Non, les élèves de l’ENA ne se confondent pas avec le pou­voir po­li­tique. Ils sont des­ti­nés à oc­cu­per cer­taines fonc­tions : ad­mi­nis­tra­teurs dans les mi­nis­tères ou à la ville de Paris, sous-pré­fets, di­plo­mates, membres des ju­ri­dic­tions ad­mi­nis­tra­tives et fi­nan­cières, membres de corps d’ins­pec­tion. Seuls par la suite 2,5 % d’entre eux s’en­gagent dif­fé­rem­ment en exer­çant une fonc­tion ou un man­dat po­li­tique. Ils le font non parce qu’ils ont été élèves de l’ENA, mais parce que le suf­frage uni­ver­sel les a choi­sis : c’est le cas au­jour­d’hui de 15 dé­pu­tés sur 577. Quant à la possibilité de revenir dans l’administration après un mandat politique, elle ne concerne pas seulement les énarques mais tous les fonctionnaires. Sa limitation relève non de la compétence de l’ENA mais de celle du législateur. 

Non, l’ENA n’a pas le mo­no­pole de la haute fonc­tion pu­blique. Plus de la moi­tié des membres de celle-ci - qui peuvent être par exemple am­bas­sa­deurs, pré­fets, rec­teurs, in­gé­nieurs des corps des Mines ou des Ponts, ad­mi­nis­tra­teurs de l’In­see, di­rec­teurs d’ad­mi­nis­tra­tion cen­trale, ins­pec­teurs gé­né­raux - ne sont pas d’an­ciens élèves de l’ENA.

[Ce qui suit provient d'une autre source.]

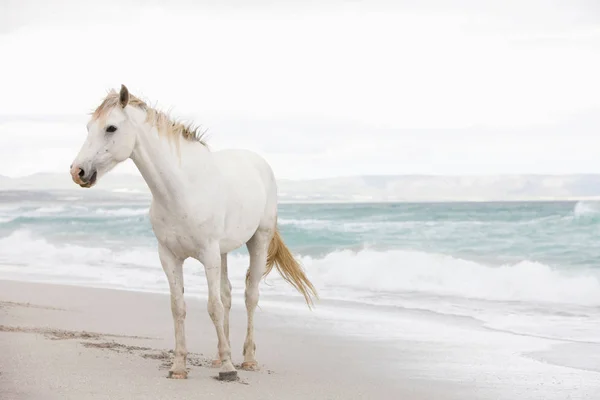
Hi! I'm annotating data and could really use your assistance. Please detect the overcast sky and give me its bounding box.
[0,0,600,178]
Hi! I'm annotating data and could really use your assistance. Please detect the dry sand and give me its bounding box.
[0,281,466,400]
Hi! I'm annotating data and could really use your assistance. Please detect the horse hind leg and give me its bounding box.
[242,230,273,371]
[212,253,231,368]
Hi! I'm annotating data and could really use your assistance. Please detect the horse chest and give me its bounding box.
[150,209,216,258]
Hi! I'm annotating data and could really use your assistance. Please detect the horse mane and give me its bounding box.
[92,90,208,147]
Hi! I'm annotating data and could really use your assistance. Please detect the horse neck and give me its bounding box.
[131,112,203,206]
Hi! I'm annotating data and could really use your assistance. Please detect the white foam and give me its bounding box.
[96,208,149,217]
[0,228,600,306]
[573,201,600,217]
[302,249,600,305]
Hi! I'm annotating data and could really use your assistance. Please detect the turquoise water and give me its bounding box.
[0,191,600,340]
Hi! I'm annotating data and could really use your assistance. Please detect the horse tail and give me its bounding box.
[263,228,319,308]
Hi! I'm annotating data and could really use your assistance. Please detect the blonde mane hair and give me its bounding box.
[92,89,208,147]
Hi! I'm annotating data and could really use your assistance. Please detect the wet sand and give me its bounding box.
[0,281,464,400]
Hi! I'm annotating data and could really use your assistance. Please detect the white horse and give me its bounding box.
[71,85,317,380]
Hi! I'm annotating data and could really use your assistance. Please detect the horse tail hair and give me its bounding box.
[263,228,319,309]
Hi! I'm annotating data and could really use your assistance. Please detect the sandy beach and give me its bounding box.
[0,281,600,400]
[0,281,468,400]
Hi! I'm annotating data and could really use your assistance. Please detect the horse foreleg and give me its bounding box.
[158,244,187,379]
[212,253,231,368]
[242,230,272,371]
[200,243,237,380]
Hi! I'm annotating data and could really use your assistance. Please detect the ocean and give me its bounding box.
[0,190,600,343]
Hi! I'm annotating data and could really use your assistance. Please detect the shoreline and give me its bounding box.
[0,280,600,400]
[0,280,464,400]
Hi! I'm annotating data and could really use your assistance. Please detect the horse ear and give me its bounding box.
[119,84,129,108]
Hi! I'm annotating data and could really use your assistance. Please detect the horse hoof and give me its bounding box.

Non, l’ENA n’est pas una­ni­me­ment cri­ti­quée. Au contraire, parce que l’image de l’ad­mi­nis­tra­tion fran­çaise est ex­cel­lente en Eu­rope et dans le monde, elle est ap­pe­lée par de nom­breux pays pour tenir à Paris ou à l’étran­ger des sé­mi­naires de dé­on­to­lo­gie, de conduite de pro­jet ou de ma­na­ge­ment pu­blic : sa for­ma­tion conti­nue a été ap­pré­ciée par plus de 10.000 per­sonnes en 2018. De­puis 2005, 8583 mi­nistres et hauts fonc­tion­naires des États membres de l’Union eu­ro­péenne ont de­mandé à suivre des for­ma­tions dis­pen­sées par l’ENA lorsque leur pays était ap­pelé à pré­si­der le Conseil de l’Union. L’École en­tre­tient au­jour­d’hui des re­la­tions pri­vi­lé­giées avec les ad­mi­nis­tra­tions et les écoles de for­ma­tion de hauts fonc­tion­naires de plus de 130 États. Le 11 avril der­nier, elle était in­vi­tée à cé­lé­brer le 70e an­ni­ver­saire de l’ENA de Tu­ni­sie qui pro­clame avec fierté sa de­vise : «En­ga­ge­ment. Neu­tra­lité. Ab­né­ga­tion».

*Patrick Gérard, Conseiller d’État, di­rec­teur de l’ENA de­puis 2017.